Effects of microgravity on neural crest stem cells.

Exposure to microgravity (µg) results in a range of systemic changes in the organism, but may also have beneficial cellular effects. In a previous study we detected increased proliferation capacity and upregulation of genes related to proliferation and survival in boundary cap neural crest stem cells (BC) after MASER14 sounding rocket flight compared to ground-based controls. However, whether these changes were due to µg or hypergravity was not clarified. In the current MASER15 experiment BCs were exposed simultaneously to µg and 1 g conditions provided by an onboard centrifuge. BCs exposed to µg displayed a markedly increased proliferation capacity compared to 1 g on board controls, and genetic analysis of BCs harvested 5 h after flight revealed an upregulation, specifically in µg-exposed BCs, of Zfp462 transcription factor, a key regulator of cell pluripotency and neuronal fate. This was associated with alterations in exosome microRNA content between µg and 1 g exposed MASER15 specimens. Since the specimens from MASER14 were obtained for analysis with 1 week's delay, we examined whether gene expression and exosome content were different compared to the current MASER15 experiments, in which specimens were harvested 5 h after flight. The overall pattern of gene expression was different and Zfp462 expression was down-regulated in MASER14 BC µg compared to directly harvested specimens (MASER15). MicroRNA exosome content was markedly altered in medium harvested with delay compared to directly collected samples. In conclusion, our analysis indicates that even short exposure to µg alters gene expression, leading to increased BC capacity for proliferation and survival, lasting for a long time after µg exposure. With delayed harvest of specimens, a situation which may occur due to special post-flight circumstances, the exosome microRNA content is modified compared to fast specimen harvest, and the direct effects from µg exposure may be partially attenuated, whereas other effects can last for a long time after return to ground conditions.

Molecular genetic analysis of neural stem cells after space flight and simulated microgravity on earth.

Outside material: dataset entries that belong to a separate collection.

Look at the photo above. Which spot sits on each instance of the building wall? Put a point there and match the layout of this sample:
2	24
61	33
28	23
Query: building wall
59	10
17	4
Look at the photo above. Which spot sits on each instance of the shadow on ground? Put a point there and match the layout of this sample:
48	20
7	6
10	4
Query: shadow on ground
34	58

Understanding how stem cells adapt to space flight conditions is fundamental for human space missions and extraterrestrial settlement. We analyzed gene expression in boundary cap neural crest stem cells (BCs), which are attractive for regenerative medicine by their ability to promote proliferation and survival of cocultured and co-implanted cells. BCs were launched to space (space exposed cells) (SEC), onboard sounding rocket MASER 14 as free-floating neurospheres or in a bioprinted scaffold. For comparison, BCs were placed in a random positioning machine (RPM) to simulate microgravity on earth (RPM cells) or were cultured under control conditions in the laboratory. Using next-generation RNA sequencing and data post-processing, we discovered that SEC upregulated genes related to proliferation and survival, whereas RPM cells upregulated genes associated with differentiation and inflammation. Thus, (i) space flight provides unique conditions with distinctly different effects on the properties of BC compared to earth controls, and (ii) the space flight exposure induces postflight properties that reinforce the utility of BC for regenerative medicine and tissue engineering.